The demand for an apology, however, had few takers. V.P. Singh maintained that he had never made any allegations against Rajiv Gandhi on the Bofors issue. He recalled that his government did not name him [Rajiv Gandhi] in the FIR filed in 1990. V.P. Singh claimed that though he had campaigned on the Bofors issue and become Prime Minister after the 1989 elections, he had never alleged that Rajiv Gandhi himself was the beneficiary of the Bofors payoff.

The Communist Party of India (Marxist) demanded that the CBI revive the Bofors case through appropriate legal processes. "It is surprising that after such a long investigation, such infirmities and elementary errors existed in preparing the case," the party’s Polit Bureau said.
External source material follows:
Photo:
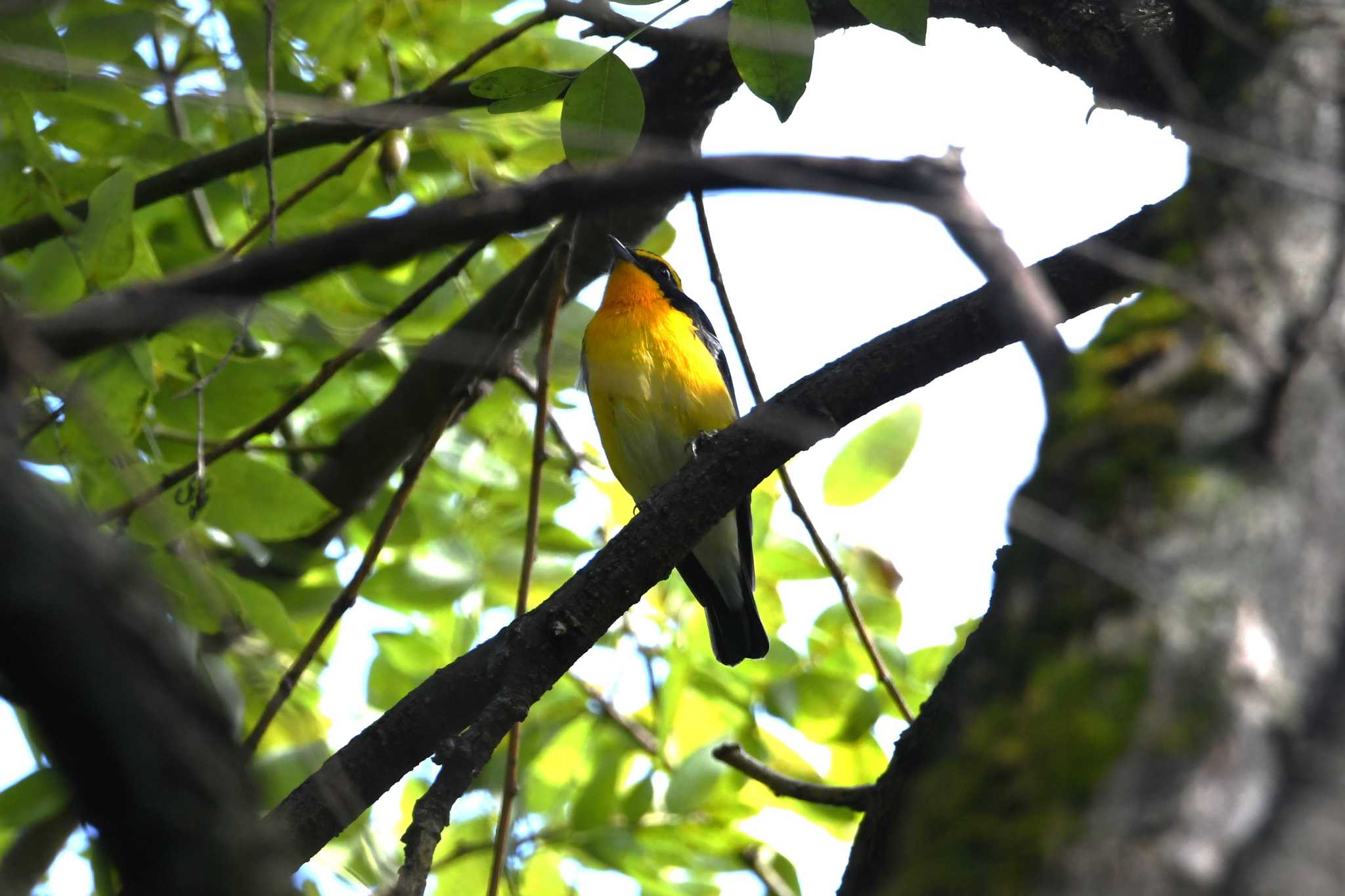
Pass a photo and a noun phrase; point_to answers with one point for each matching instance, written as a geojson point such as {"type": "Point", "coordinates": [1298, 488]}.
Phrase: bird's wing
{"type": "Point", "coordinates": [743, 513]}
{"type": "Point", "coordinates": [684, 303]}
The party lamented that neither the CBI nor the judicial process in the country had been able to produce a verdict in any high-level corruption case. This had led to the people feeling that the system was incapable of bringing to book those who misused public funds, it added.

Bharatiya Janata Party general secretary and spokesperson Arun Jaitley alleged that there was a clear collusion between the CBI and the accused in the case as was evident from the collapse of the charges against the Hindujas and the Bofors company after the verdicts of the Delhi High Court in February 2004 and now. These judgments may be erroneous, but they pleased the accused and the political masters who ran the Central government, he said. He feared that the CBI would obviously decide to let the erroneous judgments stand.

But the lingering question remained unanswered by the BJP: Why did the National Democratic Alliance government, which was in power until May 2004, not appeal against the Delhi High Court’s February 2004 verdict quashing bribery charges against the Hindujas? The CBI’s failure to file a special leave petition meant that it became the basis of the recent Sodhi judgment by default.